Why Your Kids Shouldn’t Be The Only Thing In Your Life

Even if you don’t believe in God, you can glean some good advice from this article, They Are Third {on holding our children loosely}

I have said this to many of my friends: Yes, we should adore our children and love them unconditionally, but we cannot hold them too tightly.  And we cannot put them before everything else in our lives.  Because above all, we are trying to raise them to be independent, mature adults, and eventually they will leave.

I have seen marriages fall apart because the parents (often the mother, actually) made the children more important than nurturing their relationship.  Not that there aren’t sometimes urgent things that require our attention, and our spouse time gets put aside temporarily.  But our marriage cannot ALWAYS be on the back burner.  Because ideally, our spouse will still be there long after our kids leave, and we are going to need to know who they are and how to connect with them.  It is far too easy to start treating a spouse like a roommate instead of a life mate.

I’ve said it before: We ARE going to grow and change, the trick is making sure that we grow together.  We do our children no favors if they always come first.  Besides the fact that we’d be teaching them that investing in our marriage is not important, we’d also be teaching them that they are entitled to always be the center of the attention.  And who wants to be around an adult who has grown up with that delusion?  Think about how hard those people are to stomach.  Is that really what you want your child to be?  Besides, if your kids know your marriage is weak, they will become EXPERTS at playing you and your spouse against one another in order to get what they want.

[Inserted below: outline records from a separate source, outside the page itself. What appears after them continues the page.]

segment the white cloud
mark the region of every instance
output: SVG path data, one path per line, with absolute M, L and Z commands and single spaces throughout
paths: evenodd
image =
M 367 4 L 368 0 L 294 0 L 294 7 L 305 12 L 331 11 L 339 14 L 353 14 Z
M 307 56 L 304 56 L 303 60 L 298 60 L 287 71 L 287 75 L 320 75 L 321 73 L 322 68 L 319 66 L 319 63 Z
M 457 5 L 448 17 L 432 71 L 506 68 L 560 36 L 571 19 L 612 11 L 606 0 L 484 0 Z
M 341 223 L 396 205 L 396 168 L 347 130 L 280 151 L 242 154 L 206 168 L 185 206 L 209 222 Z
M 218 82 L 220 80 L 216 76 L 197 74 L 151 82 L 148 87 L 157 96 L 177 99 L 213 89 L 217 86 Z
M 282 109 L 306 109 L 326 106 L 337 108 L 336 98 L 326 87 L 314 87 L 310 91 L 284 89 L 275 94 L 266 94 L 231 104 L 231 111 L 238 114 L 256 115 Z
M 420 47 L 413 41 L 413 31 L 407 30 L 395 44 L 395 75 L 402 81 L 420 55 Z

So I agree wholeheartedly with the idea that your children should be well aware that they do NOT come before your marriage, when they get old enough to understand that.  They know that I expect them to leave and lead lives of their own, and that their dad and I will still be together long after they’re gone.  We want to continue to grow together, instead of being struck speechless by empty nest syndrome.  Chances are, both our kids will be leaving within the next couple of years, and we don’t want to be one of those couples who are at a total loss as to what to do with themselves once the kids are gone.

And I’d like to take a moment here to add: Know who YOU are without the kids.  In addition to knowing your spouse (if you have one), every parent should know who they are on their own.  This is doubly hard for single parents, I think, because without a spouse it’s easy to let the kids become everything.  But again, your goal is that they will eventually leave.  You don’t want to be left floundering, directionless, and unable to be your own person when they do leave.  Nurture your own well-being, physically and mentally, and you will be better able to give your children what they need.  Constantly deny yourself and you create selfish, dependent children, and you’re too wiped out to give them what they need anyway.  It’s always a balancing act, but make sure you don’t spend all your time at the bottom of the priority list.

Now, neither of my kids have left yet, so I may be overly optimistic about my reaction, but I think I’ll be ok.  I think my husband and I will be ok.  And I think my kids will be ok.  I certainly pray that all of those things are true!  Those of you who have already survived the empty nest, please chime in and give the rest of us some sage advice!